Короче, разбойники забирают все, что можно забрать, а мы чувствуем себя полнейшими дураками. Толло и Флаг возвращаются, не говоря ни слова садятся на коней и пускаются за грабителями. И что же – те, углядев погоню, бросают награбленное и улепетывают. В результате все возвращено, потерь с нашей стороны нет, и Толло даже пытается нам втолковать, что мы вели себя правильно, нечего тут и переживать.

– Я сам виноват, не надо было оставлять вас одних.

Спасибо ему, конечно, на добром слове, да только мы сшито знаем, что с перепугу чуть не обделались – вот был бы позор.

Через каждые пять дней марша устраивается большой привал. Всем предоставляется словно бы выходной, какие дома проводят в праздности или мелких хлопотах по хозяйству. Но мы направляемся на восток, и нам, новобранцам, отдыхать некогда. Кому свободное время, кому сплошная муштра.

Мы учимся обороне от конных наскоков. Отрабатываем способы быстрых перегруппировок как на месте, так и на ходу, постигаем тактику притворного бегства и мгновенного восстановления защитного строя. Доводится нам даже малость поездить верхом. На каждого боевого коня в кавалерии должно приходиться по два запасных. Вообще-то в обычных условиях кавалеристы к своим лошадям простых солдат даже близко не подпускают, но здесь все по-другому. Недаром мы называемся ездовой пехотой. Это, например, значит, что, если по каким-то причинам всю регулярную конницу куда-нибудь отзовут, мы сядем на запасных коней, чтобы обеспечивать кавалерийское прикрытие войск и позиций.

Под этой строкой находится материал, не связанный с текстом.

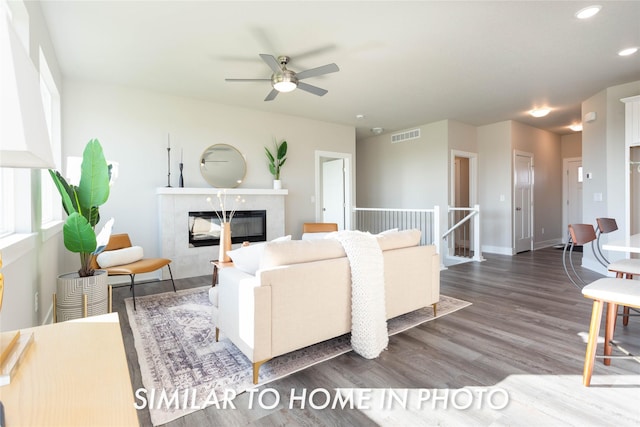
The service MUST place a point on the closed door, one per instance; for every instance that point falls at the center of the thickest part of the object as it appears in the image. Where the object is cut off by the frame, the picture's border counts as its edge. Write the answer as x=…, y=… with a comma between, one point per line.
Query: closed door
x=523, y=191
x=574, y=192
x=333, y=192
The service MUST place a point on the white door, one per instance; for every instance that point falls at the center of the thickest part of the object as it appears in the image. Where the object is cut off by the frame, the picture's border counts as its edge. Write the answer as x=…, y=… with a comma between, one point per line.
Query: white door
x=333, y=192
x=522, y=200
x=573, y=201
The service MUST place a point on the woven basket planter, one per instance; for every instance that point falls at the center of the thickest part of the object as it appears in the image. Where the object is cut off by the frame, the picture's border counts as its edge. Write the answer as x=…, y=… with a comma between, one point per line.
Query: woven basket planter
x=69, y=300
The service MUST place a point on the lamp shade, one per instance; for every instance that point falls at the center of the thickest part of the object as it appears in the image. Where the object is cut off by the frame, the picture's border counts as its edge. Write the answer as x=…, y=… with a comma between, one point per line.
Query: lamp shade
x=24, y=138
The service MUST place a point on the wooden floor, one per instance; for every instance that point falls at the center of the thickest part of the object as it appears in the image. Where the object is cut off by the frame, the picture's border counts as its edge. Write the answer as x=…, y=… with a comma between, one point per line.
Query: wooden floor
x=524, y=325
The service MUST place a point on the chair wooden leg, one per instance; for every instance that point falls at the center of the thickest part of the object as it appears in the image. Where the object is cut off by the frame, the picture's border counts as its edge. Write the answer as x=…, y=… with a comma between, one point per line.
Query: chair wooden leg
x=610, y=326
x=256, y=370
x=592, y=342
x=133, y=291
x=625, y=316
x=171, y=275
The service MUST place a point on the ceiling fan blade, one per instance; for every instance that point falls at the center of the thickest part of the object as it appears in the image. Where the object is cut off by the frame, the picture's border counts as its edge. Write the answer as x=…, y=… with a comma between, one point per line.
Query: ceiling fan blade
x=312, y=89
x=247, y=80
x=272, y=62
x=272, y=95
x=313, y=72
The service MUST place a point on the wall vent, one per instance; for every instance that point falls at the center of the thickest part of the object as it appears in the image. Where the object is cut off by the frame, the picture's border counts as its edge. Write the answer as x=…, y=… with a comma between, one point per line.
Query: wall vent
x=405, y=136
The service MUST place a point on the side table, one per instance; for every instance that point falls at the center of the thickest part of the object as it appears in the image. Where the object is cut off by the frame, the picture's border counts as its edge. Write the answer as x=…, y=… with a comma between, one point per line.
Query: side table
x=218, y=265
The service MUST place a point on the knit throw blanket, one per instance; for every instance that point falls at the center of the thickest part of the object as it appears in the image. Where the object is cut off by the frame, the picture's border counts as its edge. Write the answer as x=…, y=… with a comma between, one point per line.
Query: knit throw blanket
x=369, y=335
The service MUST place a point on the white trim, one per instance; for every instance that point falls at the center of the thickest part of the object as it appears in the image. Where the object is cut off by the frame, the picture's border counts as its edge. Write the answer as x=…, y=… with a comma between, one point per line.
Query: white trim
x=565, y=194
x=214, y=191
x=349, y=189
x=531, y=199
x=500, y=250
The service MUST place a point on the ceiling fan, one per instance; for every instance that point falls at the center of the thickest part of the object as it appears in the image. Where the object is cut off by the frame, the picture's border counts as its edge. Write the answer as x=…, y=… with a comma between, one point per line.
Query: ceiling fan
x=285, y=80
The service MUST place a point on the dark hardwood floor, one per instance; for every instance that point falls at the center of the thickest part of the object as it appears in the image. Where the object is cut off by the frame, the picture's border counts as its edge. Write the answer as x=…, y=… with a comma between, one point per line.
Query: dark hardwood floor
x=525, y=321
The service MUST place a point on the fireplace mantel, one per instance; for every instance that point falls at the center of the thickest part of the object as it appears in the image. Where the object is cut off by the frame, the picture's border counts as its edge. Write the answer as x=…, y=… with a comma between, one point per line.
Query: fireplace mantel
x=177, y=191
x=174, y=205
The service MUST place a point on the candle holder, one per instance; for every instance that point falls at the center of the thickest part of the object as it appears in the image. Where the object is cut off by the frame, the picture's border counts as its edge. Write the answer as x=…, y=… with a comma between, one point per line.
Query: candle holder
x=168, y=166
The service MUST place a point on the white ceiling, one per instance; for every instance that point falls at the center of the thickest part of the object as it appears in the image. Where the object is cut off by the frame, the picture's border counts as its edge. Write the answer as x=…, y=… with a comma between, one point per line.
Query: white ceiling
x=402, y=64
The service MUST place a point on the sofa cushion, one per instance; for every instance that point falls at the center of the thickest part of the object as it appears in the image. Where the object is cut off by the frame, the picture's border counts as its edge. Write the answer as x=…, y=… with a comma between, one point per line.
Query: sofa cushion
x=299, y=251
x=399, y=239
x=120, y=256
x=247, y=258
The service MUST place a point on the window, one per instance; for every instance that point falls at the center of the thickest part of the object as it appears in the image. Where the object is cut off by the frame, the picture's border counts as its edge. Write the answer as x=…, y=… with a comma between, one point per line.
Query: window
x=51, y=103
x=7, y=219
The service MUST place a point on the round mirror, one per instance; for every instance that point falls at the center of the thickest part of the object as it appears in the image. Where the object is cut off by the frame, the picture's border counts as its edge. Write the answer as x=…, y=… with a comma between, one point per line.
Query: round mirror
x=222, y=166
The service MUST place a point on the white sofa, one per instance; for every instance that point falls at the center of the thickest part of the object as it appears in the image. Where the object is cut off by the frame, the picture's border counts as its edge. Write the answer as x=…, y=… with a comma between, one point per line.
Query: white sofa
x=300, y=293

А еще нас теперь обучают захватывать небольшие селения. Сначала эта тактика отрабатывалась тренировочно в Армении и Месопотамской Сирии – там для того строились специальные городки, – потом, уже реально, ее опробовали в курдских горах близ Тигра. Взять деревушку в кольцо необходимо бесшумно, в темноте, так, чтобы никто в ней не всполошился и не улизнул. Захват осуществляется на рассвете.

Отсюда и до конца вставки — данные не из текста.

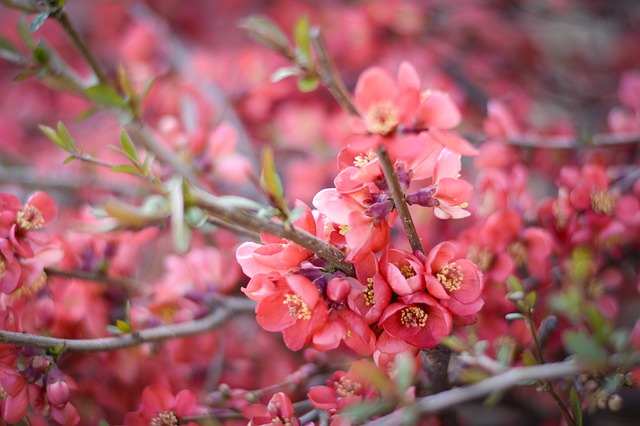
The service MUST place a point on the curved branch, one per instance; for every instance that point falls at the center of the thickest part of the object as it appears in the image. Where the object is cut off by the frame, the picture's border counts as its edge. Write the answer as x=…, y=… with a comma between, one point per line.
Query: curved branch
x=228, y=308
x=515, y=376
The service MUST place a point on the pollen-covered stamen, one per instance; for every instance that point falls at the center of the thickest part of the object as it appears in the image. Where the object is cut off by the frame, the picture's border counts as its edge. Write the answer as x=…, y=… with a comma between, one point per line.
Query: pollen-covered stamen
x=369, y=295
x=407, y=271
x=345, y=387
x=602, y=201
x=450, y=276
x=297, y=307
x=30, y=218
x=518, y=252
x=382, y=117
x=363, y=159
x=412, y=316
x=166, y=418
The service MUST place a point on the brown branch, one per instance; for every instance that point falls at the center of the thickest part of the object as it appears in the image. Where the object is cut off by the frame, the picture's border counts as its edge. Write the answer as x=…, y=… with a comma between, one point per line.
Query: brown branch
x=225, y=310
x=131, y=286
x=398, y=199
x=329, y=74
x=252, y=222
x=513, y=377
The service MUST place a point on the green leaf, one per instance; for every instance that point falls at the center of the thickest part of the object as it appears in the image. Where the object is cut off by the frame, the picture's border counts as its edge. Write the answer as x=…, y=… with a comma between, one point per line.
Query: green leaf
x=308, y=83
x=514, y=316
x=38, y=21
x=576, y=409
x=584, y=346
x=240, y=202
x=513, y=284
x=528, y=359
x=106, y=96
x=123, y=326
x=25, y=33
x=128, y=147
x=66, y=137
x=284, y=72
x=302, y=40
x=8, y=50
x=126, y=168
x=267, y=33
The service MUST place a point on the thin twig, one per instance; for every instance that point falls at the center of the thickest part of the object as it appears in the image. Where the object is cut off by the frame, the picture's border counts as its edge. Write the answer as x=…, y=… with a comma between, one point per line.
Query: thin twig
x=129, y=285
x=398, y=199
x=212, y=204
x=78, y=41
x=329, y=74
x=228, y=308
x=513, y=377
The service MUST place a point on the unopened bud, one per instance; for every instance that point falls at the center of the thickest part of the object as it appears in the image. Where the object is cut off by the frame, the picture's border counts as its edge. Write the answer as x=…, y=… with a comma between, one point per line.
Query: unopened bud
x=423, y=197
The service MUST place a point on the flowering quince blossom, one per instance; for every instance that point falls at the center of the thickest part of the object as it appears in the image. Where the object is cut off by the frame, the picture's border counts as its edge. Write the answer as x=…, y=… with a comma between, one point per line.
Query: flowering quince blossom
x=279, y=412
x=159, y=406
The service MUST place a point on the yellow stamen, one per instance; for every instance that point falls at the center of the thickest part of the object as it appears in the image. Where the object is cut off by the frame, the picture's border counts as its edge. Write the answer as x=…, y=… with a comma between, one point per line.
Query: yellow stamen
x=369, y=296
x=602, y=201
x=297, y=307
x=30, y=218
x=413, y=316
x=167, y=418
x=382, y=118
x=450, y=276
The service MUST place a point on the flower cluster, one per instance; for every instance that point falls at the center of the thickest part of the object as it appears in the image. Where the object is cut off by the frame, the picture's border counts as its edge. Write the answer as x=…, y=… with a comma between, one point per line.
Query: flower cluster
x=397, y=301
x=21, y=263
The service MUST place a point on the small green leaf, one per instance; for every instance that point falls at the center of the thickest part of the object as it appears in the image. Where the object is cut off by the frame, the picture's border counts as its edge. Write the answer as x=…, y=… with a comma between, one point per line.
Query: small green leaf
x=38, y=21
x=126, y=168
x=528, y=359
x=308, y=83
x=302, y=40
x=123, y=326
x=66, y=137
x=128, y=147
x=284, y=72
x=106, y=96
x=267, y=33
x=270, y=180
x=576, y=409
x=584, y=346
x=113, y=329
x=513, y=283
x=514, y=316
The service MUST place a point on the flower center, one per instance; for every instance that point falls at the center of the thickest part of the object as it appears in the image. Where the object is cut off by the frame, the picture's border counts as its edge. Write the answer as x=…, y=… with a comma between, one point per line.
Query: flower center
x=167, y=418
x=297, y=307
x=30, y=218
x=518, y=252
x=412, y=316
x=450, y=276
x=382, y=118
x=369, y=296
x=363, y=159
x=407, y=271
x=602, y=201
x=346, y=387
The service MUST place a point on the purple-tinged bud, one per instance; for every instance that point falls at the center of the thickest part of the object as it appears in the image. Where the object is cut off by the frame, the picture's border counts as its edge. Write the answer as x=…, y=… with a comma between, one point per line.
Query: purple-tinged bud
x=404, y=176
x=423, y=197
x=380, y=207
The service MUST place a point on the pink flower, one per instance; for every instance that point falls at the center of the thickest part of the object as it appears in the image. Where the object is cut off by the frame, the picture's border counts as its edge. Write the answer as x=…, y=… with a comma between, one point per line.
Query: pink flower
x=292, y=305
x=276, y=254
x=280, y=411
x=417, y=319
x=456, y=282
x=159, y=406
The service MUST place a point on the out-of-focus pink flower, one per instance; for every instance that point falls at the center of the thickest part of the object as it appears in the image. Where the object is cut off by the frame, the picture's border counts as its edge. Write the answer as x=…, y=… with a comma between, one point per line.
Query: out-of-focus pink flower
x=158, y=405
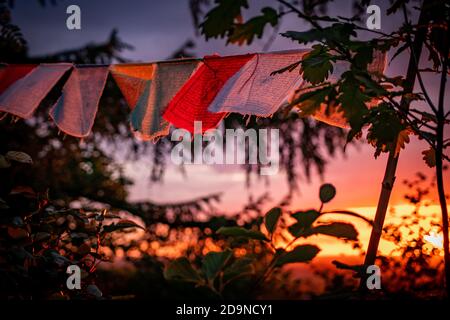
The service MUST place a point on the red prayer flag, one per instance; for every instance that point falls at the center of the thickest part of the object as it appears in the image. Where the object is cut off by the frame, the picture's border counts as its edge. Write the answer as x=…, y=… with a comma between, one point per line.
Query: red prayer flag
x=192, y=101
x=11, y=73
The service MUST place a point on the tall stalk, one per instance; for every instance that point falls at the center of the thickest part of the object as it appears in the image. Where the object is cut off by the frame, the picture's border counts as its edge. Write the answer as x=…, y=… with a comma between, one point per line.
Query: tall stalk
x=439, y=163
x=391, y=165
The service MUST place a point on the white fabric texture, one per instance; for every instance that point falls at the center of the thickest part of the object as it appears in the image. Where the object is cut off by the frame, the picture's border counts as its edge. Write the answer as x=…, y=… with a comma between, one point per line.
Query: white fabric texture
x=74, y=112
x=254, y=91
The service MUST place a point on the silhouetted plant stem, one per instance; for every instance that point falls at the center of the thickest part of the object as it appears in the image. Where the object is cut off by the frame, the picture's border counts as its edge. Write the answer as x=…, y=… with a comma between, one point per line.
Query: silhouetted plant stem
x=391, y=166
x=439, y=164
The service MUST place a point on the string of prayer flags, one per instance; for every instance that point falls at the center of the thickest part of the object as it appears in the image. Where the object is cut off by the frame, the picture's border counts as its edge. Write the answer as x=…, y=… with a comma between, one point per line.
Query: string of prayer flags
x=177, y=92
x=191, y=103
x=11, y=73
x=75, y=110
x=169, y=77
x=132, y=79
x=23, y=96
x=254, y=91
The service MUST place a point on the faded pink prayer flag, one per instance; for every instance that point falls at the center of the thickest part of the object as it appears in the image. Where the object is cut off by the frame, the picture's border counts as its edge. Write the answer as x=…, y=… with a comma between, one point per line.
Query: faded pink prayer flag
x=24, y=96
x=74, y=112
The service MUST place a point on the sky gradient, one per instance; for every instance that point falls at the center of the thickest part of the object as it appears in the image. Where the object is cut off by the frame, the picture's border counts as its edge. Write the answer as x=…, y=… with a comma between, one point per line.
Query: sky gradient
x=156, y=29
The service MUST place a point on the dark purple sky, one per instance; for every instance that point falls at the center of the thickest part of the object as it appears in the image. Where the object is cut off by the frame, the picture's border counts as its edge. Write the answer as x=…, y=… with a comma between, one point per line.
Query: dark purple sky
x=156, y=28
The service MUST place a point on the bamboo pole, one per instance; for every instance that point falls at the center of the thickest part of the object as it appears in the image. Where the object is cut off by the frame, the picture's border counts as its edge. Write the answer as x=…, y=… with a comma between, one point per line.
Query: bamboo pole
x=391, y=165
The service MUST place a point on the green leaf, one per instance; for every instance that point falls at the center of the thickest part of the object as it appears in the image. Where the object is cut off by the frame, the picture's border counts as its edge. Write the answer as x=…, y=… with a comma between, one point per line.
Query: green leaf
x=336, y=33
x=327, y=192
x=363, y=55
x=311, y=101
x=241, y=267
x=353, y=101
x=304, y=221
x=316, y=65
x=429, y=156
x=245, y=33
x=241, y=232
x=4, y=163
x=220, y=20
x=93, y=290
x=385, y=127
x=271, y=219
x=122, y=224
x=336, y=229
x=214, y=262
x=181, y=270
x=18, y=156
x=302, y=253
x=356, y=268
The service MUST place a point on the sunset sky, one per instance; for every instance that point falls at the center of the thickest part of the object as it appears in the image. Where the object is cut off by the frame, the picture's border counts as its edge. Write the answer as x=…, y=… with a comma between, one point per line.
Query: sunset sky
x=156, y=29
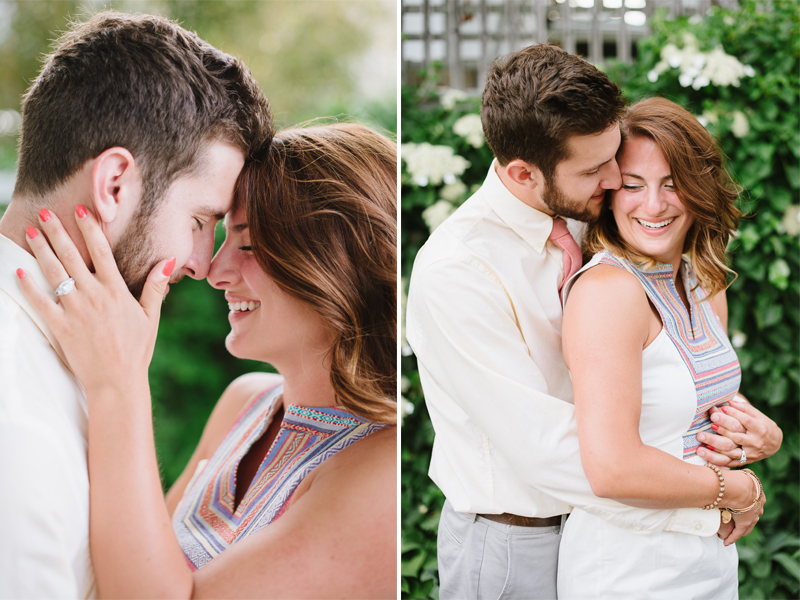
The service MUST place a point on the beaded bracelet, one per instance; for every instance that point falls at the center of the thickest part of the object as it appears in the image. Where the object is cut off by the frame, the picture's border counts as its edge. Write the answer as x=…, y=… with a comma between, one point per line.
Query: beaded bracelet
x=716, y=470
x=759, y=491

И не сплошным строем, а в следующем боевом порядке.


Таким образом, семь атакующих подразделений формируют три накатывающие друг за другом волны. Схожий принцип используется при преследовании отступающего противника. Подвижные передовые отряды обгоняют врага, крылья обрушиваются на него с флангов, тыловые шеренги не дают ему вырваться из ловушки, а острия, развернувшись, завершают разгром.

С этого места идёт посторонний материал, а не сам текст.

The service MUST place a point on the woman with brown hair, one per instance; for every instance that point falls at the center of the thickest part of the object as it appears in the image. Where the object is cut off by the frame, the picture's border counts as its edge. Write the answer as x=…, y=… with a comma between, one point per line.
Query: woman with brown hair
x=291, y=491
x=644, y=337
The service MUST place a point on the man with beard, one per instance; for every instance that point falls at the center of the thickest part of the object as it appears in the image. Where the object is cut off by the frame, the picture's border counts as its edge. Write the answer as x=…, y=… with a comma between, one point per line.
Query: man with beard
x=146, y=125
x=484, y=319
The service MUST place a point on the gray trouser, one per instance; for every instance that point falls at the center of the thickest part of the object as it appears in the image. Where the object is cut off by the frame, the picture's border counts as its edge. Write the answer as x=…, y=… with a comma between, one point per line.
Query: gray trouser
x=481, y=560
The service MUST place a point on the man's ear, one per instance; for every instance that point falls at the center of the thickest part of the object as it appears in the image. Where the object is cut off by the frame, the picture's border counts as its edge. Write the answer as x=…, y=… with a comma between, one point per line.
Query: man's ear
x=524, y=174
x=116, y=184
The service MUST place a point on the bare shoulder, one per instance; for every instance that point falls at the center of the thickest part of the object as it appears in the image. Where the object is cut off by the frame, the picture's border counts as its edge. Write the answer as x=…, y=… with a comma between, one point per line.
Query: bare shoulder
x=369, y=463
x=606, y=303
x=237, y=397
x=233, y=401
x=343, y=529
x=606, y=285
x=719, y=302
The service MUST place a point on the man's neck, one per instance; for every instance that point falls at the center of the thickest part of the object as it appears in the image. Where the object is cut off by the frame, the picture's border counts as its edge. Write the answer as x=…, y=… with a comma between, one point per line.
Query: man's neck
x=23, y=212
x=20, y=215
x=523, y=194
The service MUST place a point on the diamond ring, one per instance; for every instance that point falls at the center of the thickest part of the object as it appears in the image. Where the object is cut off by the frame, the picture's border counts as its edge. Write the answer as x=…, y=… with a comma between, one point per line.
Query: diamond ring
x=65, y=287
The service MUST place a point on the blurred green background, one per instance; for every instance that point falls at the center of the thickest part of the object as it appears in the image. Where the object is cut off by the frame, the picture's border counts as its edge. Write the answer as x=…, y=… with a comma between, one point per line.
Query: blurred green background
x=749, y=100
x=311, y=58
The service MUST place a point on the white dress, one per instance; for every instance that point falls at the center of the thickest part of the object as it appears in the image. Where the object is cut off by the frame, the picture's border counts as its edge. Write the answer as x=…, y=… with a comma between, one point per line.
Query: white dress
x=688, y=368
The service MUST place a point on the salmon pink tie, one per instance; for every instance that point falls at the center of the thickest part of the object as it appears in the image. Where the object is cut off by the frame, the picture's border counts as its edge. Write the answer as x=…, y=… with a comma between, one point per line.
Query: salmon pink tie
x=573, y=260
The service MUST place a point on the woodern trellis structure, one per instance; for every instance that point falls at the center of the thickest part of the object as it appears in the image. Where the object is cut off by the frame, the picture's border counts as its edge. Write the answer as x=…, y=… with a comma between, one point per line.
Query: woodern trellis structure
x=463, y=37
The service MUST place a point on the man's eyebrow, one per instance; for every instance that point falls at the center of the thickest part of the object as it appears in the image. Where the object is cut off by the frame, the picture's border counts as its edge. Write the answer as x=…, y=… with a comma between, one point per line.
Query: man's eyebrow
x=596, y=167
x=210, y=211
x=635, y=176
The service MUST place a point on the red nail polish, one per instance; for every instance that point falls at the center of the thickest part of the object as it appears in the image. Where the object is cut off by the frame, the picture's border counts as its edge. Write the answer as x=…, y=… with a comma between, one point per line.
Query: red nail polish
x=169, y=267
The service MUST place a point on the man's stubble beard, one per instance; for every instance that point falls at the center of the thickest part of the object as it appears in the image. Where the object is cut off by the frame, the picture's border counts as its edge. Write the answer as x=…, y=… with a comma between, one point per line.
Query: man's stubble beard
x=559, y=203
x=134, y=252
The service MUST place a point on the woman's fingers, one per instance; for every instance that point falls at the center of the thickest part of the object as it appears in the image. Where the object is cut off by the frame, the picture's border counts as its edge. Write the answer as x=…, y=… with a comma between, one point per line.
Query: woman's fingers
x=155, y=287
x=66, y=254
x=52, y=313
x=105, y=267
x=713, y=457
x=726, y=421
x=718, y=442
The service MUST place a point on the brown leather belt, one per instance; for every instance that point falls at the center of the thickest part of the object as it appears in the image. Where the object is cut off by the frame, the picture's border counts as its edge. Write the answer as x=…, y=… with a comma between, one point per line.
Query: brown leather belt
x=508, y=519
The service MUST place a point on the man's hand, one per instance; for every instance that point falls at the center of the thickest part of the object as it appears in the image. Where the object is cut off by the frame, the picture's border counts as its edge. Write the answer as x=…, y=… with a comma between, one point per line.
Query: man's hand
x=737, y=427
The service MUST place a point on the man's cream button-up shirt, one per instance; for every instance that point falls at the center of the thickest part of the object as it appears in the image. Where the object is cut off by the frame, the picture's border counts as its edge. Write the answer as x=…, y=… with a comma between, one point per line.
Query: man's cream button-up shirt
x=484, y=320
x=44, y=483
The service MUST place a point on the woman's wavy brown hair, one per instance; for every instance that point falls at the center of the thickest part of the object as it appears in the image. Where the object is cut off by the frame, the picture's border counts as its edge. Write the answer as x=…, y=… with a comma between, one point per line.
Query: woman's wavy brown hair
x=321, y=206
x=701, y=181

Правда, задача не дать никому улизнуть отнюдь не диктует необходимости обносить деревеньку сплошным непреодолимым кордоном. Нет, в таких случаях принято оставлять брешь, через которую якобы можно скрыться. Беглецы устремляются туда и попадают в засаду, устроенную конницей и стрелками. Суть в том, что захватывать таким образом пленных гораздо проще, чем отлавливать их поодиночке в неразберихе штурма.

Много времени занимает отработка смертельных ударов. На чучелах у нас все получается здорово, но что будет, когда потребуется заколоть человека.

Не заледенеет ли кровь в наших жилах, не дрогнем ли мы, не оплошаем ли в самый последний момент?

Дома нам всем казалось, что мы прямо ужас какие отчаянные смельчаки, ловкачи и рубаки. Теперь каждому из нас ясно, что он пока сущий сопляк и что до настоящих солдат, таких как Толло или там Флаг, ему как до солнца. Мы ничего еще не умеем делать так, как они. Они ходят иначе, говорят иначе, даже мочатся и то, кажется, по-другому. Это высшие существа, полубоги, которыми мы можем лишь любоваться. Нам дано только присматриваться к ним и пытаться им подражать, как дети подражают родителям.

Колонна прошла через Сусию. Кости моего отца покоятся на военном кладбище, но задержаться там я не смог – теперь мы не делаем длительных остановок. До Афганистана осталось лишь несколько переходов, и вот уже четвертый день нас неотступно сопровождают «облака», или «духи», – так на армейском жаргоне называют скачущих на своих малорослых ябу туземцев, порой сбивающихся в разрозненные отряды. Нам втолковывают, что это не афганцы, а арейцы или парфяне, то есть спокойные, миролюбивые малые из племен, нами вроде бы покоренных. Лука, однако, воспринимает это с сомнением: у наблюдателей больно уж диковатый видок. Не очень похоже, что они склонны кому-нибудь покоряться.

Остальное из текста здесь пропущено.